Although Sarawak already has enough energy to meet its demand in the coming years, the government plans to provide cheap electricity to attract dirty, energy-intensive industrial investments. The plan is called SCORE and they aim to complete 6 of the dam projects by 2020 .
The proposed Baram Dam could displace up to 20,000 people from 26 villages; but communities are opposing the project, and have been manning two blockade sites for months now, one at the access road near Long Lama and one near the dam site.
They know what they are fighting against; three dams have already been built on indigenous lands in Sarawak and have had devastating effects on both communities and the environment. Also, the mounting costs of these dams will ultimately be borne by Malaysian tax payers, especially as the government removed energy subsidies after the 13th general election was over and there was no longer a need to sweet talk the electorate.
Those affected by dams in the various regions of Sarawak came together at the end of 2011 and founded the Save Sarawak Rivers Network (SAVE Rivers). That organization, as well as other groups, have been supporting the struggle for the rights of those affected and for the protection of the rainforests. In 2013 they have started occupying and blockading the roads to the dam site.

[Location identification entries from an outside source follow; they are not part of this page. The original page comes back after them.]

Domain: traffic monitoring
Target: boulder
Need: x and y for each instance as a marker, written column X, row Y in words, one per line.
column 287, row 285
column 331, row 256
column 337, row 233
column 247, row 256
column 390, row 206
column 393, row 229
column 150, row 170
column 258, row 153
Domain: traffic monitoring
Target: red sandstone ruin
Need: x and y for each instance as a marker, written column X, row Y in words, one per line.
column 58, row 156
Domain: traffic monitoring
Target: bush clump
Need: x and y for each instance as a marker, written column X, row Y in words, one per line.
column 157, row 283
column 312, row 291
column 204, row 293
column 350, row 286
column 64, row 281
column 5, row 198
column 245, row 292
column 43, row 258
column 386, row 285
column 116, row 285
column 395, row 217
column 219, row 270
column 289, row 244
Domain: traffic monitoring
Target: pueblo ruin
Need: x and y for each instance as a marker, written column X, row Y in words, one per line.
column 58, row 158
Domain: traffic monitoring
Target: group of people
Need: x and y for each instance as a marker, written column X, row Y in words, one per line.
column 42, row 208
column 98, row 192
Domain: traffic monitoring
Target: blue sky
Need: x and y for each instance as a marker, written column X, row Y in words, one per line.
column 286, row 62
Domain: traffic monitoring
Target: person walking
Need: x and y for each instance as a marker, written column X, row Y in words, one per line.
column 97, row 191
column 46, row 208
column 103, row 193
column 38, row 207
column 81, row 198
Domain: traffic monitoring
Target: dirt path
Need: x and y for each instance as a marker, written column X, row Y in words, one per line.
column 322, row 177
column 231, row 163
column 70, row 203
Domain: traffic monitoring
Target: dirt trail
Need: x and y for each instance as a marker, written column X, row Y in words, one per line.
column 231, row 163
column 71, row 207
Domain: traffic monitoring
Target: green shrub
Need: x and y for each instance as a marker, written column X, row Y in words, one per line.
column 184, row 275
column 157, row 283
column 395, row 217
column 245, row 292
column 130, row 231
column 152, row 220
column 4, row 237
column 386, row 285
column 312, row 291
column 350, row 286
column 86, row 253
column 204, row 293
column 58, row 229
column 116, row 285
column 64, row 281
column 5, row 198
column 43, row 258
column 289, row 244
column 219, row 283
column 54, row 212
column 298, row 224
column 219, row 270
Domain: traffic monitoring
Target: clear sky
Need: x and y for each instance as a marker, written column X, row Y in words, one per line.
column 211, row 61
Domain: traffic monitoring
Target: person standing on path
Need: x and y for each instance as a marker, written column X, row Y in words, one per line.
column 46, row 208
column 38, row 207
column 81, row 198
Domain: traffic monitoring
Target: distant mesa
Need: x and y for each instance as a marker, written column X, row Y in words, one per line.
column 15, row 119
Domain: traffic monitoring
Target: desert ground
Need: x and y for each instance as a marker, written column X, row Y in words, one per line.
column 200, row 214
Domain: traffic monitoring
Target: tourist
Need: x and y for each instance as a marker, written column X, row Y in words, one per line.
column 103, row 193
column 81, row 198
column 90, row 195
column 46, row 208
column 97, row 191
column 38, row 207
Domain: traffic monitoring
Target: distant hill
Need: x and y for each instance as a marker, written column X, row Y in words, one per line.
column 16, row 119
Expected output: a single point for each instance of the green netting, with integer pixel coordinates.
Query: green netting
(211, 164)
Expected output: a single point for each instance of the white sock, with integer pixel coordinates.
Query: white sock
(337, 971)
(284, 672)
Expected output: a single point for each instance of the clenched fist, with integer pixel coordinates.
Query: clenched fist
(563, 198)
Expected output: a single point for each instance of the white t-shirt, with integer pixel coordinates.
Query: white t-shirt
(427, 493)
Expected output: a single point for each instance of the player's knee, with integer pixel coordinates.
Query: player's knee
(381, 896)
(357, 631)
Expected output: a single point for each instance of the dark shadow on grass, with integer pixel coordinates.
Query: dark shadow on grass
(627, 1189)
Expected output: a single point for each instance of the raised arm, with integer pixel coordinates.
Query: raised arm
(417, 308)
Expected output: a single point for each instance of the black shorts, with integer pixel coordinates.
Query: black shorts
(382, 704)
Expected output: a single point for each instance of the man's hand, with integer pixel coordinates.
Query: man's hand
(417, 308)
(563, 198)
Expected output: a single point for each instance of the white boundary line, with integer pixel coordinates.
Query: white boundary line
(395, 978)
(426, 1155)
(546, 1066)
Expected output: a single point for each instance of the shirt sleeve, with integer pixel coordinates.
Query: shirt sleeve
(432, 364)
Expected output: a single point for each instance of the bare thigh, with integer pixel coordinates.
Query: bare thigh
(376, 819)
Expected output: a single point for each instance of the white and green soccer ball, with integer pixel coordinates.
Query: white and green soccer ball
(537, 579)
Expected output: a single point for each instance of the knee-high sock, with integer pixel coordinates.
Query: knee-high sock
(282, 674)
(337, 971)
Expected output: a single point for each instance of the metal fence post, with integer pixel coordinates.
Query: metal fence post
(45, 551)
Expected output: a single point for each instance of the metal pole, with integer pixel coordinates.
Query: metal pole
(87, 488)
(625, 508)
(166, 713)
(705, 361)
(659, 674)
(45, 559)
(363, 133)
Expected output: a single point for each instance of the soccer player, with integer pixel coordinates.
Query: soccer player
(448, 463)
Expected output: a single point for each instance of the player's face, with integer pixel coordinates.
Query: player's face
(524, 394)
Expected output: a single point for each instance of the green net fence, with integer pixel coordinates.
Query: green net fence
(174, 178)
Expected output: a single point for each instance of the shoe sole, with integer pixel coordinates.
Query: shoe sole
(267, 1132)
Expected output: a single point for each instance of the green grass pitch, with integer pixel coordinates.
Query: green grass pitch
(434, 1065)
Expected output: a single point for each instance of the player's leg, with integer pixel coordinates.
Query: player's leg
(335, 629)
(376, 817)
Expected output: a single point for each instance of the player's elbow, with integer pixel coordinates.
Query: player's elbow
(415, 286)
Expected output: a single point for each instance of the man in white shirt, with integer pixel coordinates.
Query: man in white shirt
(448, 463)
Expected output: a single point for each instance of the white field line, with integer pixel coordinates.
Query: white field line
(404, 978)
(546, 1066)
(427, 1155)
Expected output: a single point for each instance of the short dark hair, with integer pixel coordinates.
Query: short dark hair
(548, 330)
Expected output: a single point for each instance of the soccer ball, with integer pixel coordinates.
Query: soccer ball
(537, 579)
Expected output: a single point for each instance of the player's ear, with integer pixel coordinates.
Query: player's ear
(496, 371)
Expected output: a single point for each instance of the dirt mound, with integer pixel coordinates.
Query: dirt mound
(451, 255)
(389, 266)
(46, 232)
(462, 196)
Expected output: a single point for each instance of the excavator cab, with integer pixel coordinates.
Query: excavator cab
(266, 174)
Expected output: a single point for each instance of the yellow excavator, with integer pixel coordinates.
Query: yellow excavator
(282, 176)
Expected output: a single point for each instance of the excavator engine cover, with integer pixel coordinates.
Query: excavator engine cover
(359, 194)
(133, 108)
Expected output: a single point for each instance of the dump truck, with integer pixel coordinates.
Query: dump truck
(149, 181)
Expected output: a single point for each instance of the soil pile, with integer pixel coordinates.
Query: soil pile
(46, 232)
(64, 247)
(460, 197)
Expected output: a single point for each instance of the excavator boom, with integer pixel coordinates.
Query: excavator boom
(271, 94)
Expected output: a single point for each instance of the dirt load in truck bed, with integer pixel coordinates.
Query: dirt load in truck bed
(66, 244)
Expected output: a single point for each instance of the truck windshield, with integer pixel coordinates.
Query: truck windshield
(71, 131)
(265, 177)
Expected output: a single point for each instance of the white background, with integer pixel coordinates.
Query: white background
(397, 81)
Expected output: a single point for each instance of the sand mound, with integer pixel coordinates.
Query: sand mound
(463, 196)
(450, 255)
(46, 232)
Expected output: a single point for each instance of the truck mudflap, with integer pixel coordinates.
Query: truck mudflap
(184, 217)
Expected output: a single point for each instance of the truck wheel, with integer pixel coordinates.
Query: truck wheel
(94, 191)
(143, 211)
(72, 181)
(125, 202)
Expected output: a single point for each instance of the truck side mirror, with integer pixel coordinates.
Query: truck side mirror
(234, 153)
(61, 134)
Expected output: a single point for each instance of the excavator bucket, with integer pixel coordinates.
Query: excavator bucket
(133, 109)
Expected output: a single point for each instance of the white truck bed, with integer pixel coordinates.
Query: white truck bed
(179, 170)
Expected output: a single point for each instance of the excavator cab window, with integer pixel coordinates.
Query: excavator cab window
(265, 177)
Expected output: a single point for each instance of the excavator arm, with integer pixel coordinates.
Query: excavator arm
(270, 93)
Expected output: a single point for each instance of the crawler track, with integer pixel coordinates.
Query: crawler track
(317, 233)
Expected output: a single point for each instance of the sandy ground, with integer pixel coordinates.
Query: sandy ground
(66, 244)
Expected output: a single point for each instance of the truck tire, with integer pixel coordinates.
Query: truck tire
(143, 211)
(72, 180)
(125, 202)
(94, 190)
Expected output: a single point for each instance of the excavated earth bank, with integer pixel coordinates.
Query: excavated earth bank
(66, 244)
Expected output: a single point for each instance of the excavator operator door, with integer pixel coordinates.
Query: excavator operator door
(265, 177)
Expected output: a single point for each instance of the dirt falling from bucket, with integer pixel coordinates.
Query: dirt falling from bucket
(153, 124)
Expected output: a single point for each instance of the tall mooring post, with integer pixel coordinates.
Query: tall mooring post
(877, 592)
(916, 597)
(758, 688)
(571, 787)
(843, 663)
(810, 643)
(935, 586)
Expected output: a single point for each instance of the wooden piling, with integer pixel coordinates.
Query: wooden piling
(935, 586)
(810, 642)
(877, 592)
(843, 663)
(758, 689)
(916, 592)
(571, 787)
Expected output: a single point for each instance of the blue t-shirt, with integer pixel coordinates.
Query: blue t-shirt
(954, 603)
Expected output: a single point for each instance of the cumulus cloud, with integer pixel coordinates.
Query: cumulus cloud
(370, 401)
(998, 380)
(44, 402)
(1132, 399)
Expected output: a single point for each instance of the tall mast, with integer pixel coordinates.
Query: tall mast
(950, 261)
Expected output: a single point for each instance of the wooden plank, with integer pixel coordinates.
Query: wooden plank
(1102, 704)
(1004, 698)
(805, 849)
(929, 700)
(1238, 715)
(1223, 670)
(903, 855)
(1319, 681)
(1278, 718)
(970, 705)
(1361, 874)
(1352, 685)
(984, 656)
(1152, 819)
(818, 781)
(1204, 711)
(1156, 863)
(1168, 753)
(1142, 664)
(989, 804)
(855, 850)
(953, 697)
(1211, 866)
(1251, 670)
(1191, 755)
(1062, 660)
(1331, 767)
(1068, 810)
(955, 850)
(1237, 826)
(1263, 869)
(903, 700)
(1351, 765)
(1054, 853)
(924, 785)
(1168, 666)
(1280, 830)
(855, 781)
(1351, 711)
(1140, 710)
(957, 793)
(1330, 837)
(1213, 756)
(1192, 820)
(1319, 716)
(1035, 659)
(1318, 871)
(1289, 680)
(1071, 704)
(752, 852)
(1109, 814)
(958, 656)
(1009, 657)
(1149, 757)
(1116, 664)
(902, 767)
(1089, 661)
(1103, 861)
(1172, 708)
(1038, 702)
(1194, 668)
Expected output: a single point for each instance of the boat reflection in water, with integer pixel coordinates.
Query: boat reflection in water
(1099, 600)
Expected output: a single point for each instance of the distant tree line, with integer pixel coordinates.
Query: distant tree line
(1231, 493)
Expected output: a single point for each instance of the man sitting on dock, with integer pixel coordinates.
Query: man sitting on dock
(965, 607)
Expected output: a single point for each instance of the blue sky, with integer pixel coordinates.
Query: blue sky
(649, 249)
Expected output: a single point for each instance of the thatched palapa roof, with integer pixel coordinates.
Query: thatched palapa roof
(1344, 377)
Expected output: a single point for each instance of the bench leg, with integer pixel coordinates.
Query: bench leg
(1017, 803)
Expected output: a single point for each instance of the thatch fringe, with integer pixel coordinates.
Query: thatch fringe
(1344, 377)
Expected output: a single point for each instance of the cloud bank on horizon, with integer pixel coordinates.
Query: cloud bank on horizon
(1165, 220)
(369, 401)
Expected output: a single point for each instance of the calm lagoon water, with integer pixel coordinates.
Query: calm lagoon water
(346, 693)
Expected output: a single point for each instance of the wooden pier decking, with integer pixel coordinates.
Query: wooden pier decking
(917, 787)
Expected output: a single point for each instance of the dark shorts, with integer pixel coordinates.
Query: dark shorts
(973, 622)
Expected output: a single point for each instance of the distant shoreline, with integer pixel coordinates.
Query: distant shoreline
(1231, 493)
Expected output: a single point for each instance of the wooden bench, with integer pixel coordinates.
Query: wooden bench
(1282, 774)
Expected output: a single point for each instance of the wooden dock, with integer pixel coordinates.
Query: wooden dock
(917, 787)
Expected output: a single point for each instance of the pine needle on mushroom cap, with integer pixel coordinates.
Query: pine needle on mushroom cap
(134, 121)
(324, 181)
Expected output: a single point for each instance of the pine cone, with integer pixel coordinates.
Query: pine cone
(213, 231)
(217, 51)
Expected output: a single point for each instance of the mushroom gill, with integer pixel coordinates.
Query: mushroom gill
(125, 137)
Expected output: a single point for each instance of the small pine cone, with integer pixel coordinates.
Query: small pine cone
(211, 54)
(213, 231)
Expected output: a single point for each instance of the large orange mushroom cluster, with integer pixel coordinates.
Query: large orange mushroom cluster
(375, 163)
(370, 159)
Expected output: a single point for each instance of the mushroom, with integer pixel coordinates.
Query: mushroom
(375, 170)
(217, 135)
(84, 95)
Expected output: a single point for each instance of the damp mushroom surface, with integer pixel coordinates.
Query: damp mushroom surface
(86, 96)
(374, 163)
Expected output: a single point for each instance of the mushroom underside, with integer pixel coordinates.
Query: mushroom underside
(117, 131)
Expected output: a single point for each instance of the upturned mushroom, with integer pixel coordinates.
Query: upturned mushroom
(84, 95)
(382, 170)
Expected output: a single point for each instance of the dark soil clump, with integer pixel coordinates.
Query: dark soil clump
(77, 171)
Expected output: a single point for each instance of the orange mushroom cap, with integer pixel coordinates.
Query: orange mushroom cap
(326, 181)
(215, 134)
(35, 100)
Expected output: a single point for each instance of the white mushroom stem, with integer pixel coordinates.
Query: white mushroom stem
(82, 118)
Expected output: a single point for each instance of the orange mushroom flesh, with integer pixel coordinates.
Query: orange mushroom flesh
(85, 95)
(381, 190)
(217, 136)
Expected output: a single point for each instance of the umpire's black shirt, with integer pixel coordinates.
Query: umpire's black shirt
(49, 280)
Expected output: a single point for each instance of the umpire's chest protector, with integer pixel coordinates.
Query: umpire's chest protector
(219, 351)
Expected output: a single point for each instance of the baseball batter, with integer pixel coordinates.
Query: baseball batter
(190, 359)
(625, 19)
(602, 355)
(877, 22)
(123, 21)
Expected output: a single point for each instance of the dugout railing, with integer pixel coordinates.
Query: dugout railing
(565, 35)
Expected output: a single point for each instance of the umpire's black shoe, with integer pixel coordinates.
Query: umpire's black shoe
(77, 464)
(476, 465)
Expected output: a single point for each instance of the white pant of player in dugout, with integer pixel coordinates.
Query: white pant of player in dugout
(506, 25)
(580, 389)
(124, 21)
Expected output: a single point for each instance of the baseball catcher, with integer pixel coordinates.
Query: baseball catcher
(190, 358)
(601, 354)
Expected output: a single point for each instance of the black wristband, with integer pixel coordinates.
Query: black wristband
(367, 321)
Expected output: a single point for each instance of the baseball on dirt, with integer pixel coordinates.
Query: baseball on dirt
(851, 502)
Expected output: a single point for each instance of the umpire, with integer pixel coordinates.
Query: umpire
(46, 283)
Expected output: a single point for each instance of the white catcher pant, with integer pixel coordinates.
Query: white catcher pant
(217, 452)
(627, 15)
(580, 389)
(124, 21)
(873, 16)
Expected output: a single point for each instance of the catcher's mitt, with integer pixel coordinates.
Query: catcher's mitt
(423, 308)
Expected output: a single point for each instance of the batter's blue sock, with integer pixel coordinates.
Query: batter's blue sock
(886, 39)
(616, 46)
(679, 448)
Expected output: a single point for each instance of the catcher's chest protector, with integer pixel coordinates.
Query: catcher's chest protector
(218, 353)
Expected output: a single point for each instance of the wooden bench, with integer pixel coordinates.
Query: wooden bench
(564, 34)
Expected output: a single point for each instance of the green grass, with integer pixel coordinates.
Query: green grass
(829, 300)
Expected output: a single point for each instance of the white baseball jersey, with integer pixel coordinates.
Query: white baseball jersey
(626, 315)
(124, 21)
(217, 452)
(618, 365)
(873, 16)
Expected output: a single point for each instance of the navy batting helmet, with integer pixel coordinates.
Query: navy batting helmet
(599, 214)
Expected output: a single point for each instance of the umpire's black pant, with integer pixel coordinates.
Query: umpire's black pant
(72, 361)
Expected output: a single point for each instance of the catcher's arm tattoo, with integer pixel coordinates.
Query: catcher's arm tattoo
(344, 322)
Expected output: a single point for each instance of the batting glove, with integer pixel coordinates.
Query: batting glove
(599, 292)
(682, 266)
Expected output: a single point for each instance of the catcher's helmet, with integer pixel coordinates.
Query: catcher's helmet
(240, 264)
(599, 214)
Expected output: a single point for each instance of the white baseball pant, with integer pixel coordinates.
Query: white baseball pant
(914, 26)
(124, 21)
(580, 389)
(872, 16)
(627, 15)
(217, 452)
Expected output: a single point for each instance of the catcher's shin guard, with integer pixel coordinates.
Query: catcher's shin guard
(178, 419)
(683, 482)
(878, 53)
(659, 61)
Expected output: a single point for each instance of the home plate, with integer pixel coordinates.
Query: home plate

According to the mobilizers, social & Environmental Impact Assessments (SEIAs) are not being made public as per international dam building standards. Despite indigenous communities affected by the Baram dam requesting information to be made transparent, the Government and Sarawak Energy Berhad (SEB) have ignored them. There is currently no information publicly available as to what the intended Baram dam would look like.
Companies linked to Chief Minister Taib Mahmud are the main beneficiaries of the cheap energy and contracts related to dam construction.
In September 2012, Sarawak's Save Rivers group lodged a complaint against the CEO of Sarawak Energy, Mr. Sjøtveit, with Malaysia'a Anti Corruption Commission MACC because Sarawak Energy had unduly favoured construction companies linked to the family of Chief Minister Taib Mahmud.
The campaign has already chalked up a number of successes. For example, In March 2012, the Rio Tinto mining group, announced it would scrap plans for a $2 billion aluminium smelter project in Sarawak because it "could not agree on the commercial power supply terms with Sarawak Energy".
In December 2012, Hydro Tasmania announced its withdrawal from Sarawak Energy's dam plans in the wake of an Australia tour by an indigenous delegation from Sarawak.
Despite the fact that work on the Baram Dam access roads began in 2013, the mobilizers say that effective resistance has already given its fruits, delaying work on the planned the Baram Dam.